As gender identity remains a topical issue, it raises interesting questions about equality and self-expression. It’s been estimated that nearly 1.4 million Americans openly identify as transgender, although it’s suspected that the true number is much higher. According to the American Journal of Public Health, 90 percent of those who identify as transgender have experienced harassment or discrimination at some point in their life and more than one in ten have been evicted from their homes solely on the basis of their gender identity. Additionally, the National Transgender Discrimination Survey conducted in 2011, showed that 41 percent of its participants had attempted suicide at some point in their life, citing sexual, physical, and verbal assault and discrimination as the main reasons.

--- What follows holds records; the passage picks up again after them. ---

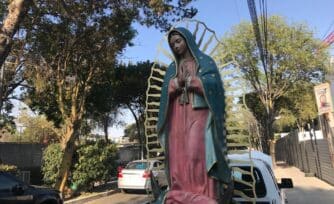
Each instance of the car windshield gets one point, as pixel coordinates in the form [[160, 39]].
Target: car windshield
[[260, 188], [137, 165]]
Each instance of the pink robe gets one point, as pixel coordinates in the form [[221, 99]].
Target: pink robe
[[186, 150]]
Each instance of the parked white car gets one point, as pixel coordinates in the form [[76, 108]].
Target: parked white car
[[136, 175], [267, 190]]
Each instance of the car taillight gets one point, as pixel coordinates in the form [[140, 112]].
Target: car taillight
[[119, 174], [146, 174]]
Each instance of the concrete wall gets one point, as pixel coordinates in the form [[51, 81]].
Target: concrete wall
[[26, 156]]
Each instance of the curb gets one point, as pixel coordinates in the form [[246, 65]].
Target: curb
[[91, 197]]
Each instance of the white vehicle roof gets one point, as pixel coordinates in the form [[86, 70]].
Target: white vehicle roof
[[251, 155]]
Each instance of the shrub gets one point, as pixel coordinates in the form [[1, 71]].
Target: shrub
[[8, 168], [52, 157], [96, 163]]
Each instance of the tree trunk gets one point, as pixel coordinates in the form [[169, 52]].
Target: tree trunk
[[105, 128], [69, 148], [139, 132], [17, 9]]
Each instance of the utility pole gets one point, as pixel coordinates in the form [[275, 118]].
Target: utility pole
[[1, 92]]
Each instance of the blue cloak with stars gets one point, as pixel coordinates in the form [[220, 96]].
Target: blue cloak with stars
[[215, 135]]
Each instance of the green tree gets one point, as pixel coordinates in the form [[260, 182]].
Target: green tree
[[293, 56], [96, 162], [37, 129], [51, 161], [12, 14], [129, 85], [71, 44]]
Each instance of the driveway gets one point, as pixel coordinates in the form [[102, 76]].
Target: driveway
[[307, 190]]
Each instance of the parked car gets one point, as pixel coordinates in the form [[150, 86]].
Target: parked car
[[267, 190], [14, 191], [137, 175]]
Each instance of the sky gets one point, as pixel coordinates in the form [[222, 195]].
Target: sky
[[222, 15]]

While public figures like Caitlyn Jenner, Laverne Cox, and model Hari Nef, have successfully brought a greater amount of social acceptance, the celebrity circuit that accompanies them can often overshadow the real issues that are still facing this community. Media coverage that, at times, can verge on sensationalist or serve as tabloid “click-bait” also forces an increased number of trans people to be asked invasive questions about their sexual orientation regardless of whether or not they’ve invited the conversation. The benefits of increased attention surrounding the community undoubtedly outweighs the negatives, but as it goes with any movement, educating the general public is a process that can take time.
Here, CR asks six transgender women—some artists, one Parsons graduate set out to design gender neutral clothing, and a model—to tell their stories.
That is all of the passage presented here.